Pandas One-liner Every Data Scientist Should Know
Pandas can be used to do a number of things in one line
Today, it is easier than ever to train data-driven machine learning models. Take the case of a vanilla neural network that needs to be trained. With a slight modification to the model definition or its optimizer, you can adjust the architecture of the model for the number of hidden layers and their dimensions, tweak the hyperparameters, or change the loss function.
On one hand, this is advantageous because it eliminates having to spend time designing architectures from scratch. In contrast, researchers and practitioners of machine learning have often neglected the importance of data visualizations and analysis — training deep models without a clear understanding of their data.
This post will introduce you to a few powerful and essential one-liners specifically designed for tabular data using Pandas, which will help you gain a better understanding of your data and ultimately (hopefully) help you develop better machine learning models based on it.
The dataset
The dummy dataset for this post consists of a thousand employees which I created myself in Python.

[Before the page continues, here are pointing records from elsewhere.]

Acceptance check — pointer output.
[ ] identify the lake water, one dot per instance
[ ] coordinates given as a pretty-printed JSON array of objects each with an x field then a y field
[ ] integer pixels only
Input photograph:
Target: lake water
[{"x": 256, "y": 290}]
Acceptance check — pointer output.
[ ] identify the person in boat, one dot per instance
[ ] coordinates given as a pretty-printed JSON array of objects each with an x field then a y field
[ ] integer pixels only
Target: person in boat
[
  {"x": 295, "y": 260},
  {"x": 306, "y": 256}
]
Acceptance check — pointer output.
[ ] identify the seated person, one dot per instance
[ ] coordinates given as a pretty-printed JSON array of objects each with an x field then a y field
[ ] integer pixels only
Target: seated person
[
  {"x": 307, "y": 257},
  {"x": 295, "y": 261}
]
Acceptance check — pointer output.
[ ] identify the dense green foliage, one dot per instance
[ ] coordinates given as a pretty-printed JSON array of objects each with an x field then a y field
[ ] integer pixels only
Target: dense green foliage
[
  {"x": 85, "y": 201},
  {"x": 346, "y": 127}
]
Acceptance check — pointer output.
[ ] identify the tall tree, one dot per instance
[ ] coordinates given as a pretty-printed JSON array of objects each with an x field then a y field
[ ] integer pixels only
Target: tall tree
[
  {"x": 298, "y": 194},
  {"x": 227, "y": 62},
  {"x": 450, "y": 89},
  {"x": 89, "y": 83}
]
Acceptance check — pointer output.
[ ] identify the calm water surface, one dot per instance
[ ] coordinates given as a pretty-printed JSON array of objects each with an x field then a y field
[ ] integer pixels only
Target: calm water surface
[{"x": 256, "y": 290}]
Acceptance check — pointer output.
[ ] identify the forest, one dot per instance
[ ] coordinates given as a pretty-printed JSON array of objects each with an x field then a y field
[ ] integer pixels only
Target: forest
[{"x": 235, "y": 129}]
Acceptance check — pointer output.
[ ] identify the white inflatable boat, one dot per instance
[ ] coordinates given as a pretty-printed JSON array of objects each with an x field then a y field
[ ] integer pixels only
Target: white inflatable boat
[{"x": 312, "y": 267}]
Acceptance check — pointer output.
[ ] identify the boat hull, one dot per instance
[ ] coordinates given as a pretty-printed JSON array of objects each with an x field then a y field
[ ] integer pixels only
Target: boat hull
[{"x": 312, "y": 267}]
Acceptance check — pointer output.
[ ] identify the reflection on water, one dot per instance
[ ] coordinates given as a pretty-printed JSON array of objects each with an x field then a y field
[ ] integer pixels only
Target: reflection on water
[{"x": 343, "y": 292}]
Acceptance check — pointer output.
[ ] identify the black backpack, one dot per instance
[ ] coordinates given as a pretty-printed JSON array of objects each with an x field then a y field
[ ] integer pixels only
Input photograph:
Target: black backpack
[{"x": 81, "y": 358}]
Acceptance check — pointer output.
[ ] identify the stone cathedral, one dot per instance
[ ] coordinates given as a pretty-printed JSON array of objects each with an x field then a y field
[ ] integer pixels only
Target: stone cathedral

Our experiment dataset is shown in the image below.
I have implemented the following code block:
A Panda’s one-liner
To make sense of the data, let’s examine some popular Pandas functions.
#1 The n-largest value in a series
In this dataset, let’s find the top-n paid roles. The nlargest() method in Pandas can be used for this purpose. Using this method, you can retrieve the first n rows in descending order that have the largest values in column(s).
The nlargest() function returns the entire DataFrame, including columns that were not ordered. The DataFrame is not ordered using them, however. Below is a code snippet showing how to use the nlargest() method with a DataFrame.
n = 6
data.nlargest(n, "Employee Salary", keep = "all")
The final output must specify which particular row(s) should be included if duplicate values exist. Using the keep argument, this can be accomplished as follows:
If keep = “first”, the first occurrence will be prioritized.
Keep = “last”: prioritizes the most recent occurrence.
If keep = “all”, no duplicates are dropped, even if there are more than n items selected.
Many people make the mistake of thinking that nlargest() is exactly equivalent to sort_values():
n=6
data.sort_values(“Employee Salary”, ascending=False).head(n)
Nlargest(), however, relies on the keepargument. As shown above, nlargest() with keep=”all” will also return potential duplicates, while sort_values() will not.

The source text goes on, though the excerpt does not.